Three fundamentally different statistical frameworks:
Coverage-based (CLIPper, Piranha, MACS3, Paraclu): Tally reads in a window; significance from local Poisson or negative binomial. Produces multi-nt peaks. Best when binding zones are broader than the read footprint (PUM2 3' UTR, HuR ARE elements).
Crosslink-site-based (PureCLIP, CTK CIMS/CITS, PARalyzer): Identify single nucleotides enriched in truncations (iCLIP/eCLIP) or specific mutations (PAR-CLIP T->C, HITS-CLIP deletions). Produces single-nt sites that can be aggregated into footprints. Best when single-nt resolution is essential (motif registration with mCross; allele-specific binding).
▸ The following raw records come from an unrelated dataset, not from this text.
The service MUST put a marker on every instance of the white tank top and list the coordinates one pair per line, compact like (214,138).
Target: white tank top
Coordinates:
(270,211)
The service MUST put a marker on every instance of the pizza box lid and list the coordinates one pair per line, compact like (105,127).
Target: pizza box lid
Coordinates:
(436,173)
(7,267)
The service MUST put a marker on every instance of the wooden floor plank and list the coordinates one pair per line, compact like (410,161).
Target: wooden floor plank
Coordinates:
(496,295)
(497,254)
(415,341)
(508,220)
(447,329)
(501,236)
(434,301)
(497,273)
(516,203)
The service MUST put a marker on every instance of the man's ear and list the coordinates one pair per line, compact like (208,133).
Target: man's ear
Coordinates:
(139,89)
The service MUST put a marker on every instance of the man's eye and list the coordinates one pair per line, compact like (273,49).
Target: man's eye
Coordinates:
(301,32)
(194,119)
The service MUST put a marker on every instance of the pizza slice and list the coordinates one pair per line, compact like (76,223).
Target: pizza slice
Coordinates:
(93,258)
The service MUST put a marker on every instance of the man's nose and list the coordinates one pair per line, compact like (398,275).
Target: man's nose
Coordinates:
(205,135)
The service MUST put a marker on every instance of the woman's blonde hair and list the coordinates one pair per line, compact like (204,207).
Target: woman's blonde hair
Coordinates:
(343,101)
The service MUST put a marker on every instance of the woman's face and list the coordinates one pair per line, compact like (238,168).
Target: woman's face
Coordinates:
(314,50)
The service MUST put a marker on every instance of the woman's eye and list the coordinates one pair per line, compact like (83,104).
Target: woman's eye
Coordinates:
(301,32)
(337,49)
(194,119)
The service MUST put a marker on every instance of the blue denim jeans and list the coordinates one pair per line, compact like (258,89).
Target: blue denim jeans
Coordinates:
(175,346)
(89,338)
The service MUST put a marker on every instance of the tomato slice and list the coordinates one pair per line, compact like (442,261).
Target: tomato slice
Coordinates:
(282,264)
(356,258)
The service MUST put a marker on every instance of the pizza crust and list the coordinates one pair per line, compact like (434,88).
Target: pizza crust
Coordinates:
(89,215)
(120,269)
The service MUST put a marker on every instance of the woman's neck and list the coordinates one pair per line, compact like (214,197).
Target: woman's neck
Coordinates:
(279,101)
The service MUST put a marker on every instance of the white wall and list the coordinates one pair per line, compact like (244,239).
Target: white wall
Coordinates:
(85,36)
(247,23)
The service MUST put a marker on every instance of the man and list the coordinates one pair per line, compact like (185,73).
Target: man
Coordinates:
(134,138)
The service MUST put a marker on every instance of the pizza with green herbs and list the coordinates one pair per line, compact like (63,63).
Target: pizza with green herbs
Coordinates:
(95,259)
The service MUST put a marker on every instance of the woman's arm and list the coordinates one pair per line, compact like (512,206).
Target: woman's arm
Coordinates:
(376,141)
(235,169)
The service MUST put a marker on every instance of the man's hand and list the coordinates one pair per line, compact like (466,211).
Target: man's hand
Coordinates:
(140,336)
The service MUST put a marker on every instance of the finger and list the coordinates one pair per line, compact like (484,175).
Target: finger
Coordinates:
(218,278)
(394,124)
Window-based (Skipper): Tile transcriptome a priori into fixed-size feature-respecting windows; test each window's IP/IN ratio with beta-binomial. Produces window-level calls. Best when SMInput is available and the goal is high-recall, comparable-across-RBPs site sets.
| Goal | Recommended caller | Why | |------|-------------------|-----| | Reproduce ENCODE published peaks | CLIPper + IP/SMInput normalization | The Yeo lab pipeline is the canonical reference | | Maximum sensitivity, modern statistics, SMInput available | Skipper | 210-320% more sites; explicit input normalization | | Single-nucleotide crosslink-site map (motif registration, ASB) | PureCLIP (HMM) or CTK CITS (empirical) | True single-nt resolution | | Repeat-binding RBP (Alu, LINE, LTR) | STAR multi-mapper + CLAM peakcaller | Only solution that uses multi-mappers | | No SMInput control | Piranha or PureCLIP with no -ibam | Both work without input but lose specificity | | PAR-CLIP T->C signature | PARalyzer or CTK CIMS (-substitution) | Designed for the T->C signal | | HITS-CLIP deletion signature | CTK CIMS (-deletion) | Designed for the deletion signal | | Custom statistical model needed | omniCLIP | Most flexible HMM among the options | | Online interactive analysis | Galaxy CLIP-Explorer or PIPE-CLIP | Web interface |
The Van Nostrand et al. ENCODE eCLIP standards define two stringency levels for CLIPper peaks normalized against SMInput:
| Stringency | log2(IP / SMInput) | -log10(p-value) | Use case | |------------|--------------------|-----------------|----------| | Stringent (publication) | >= 3 | >= 3 | High-confidence binding sites; differential analysis; motif discovery | | Lenient (discovery) | >= 1 | >= 2 | Catalogue of all enriched windows; sensitive analyses |
Both thresholds are applied to the IDR-passing reproducible peak set. ENCODE requires:
= 2 biological replicates
= 1M unique fragments per replicate (or saturated peak detection)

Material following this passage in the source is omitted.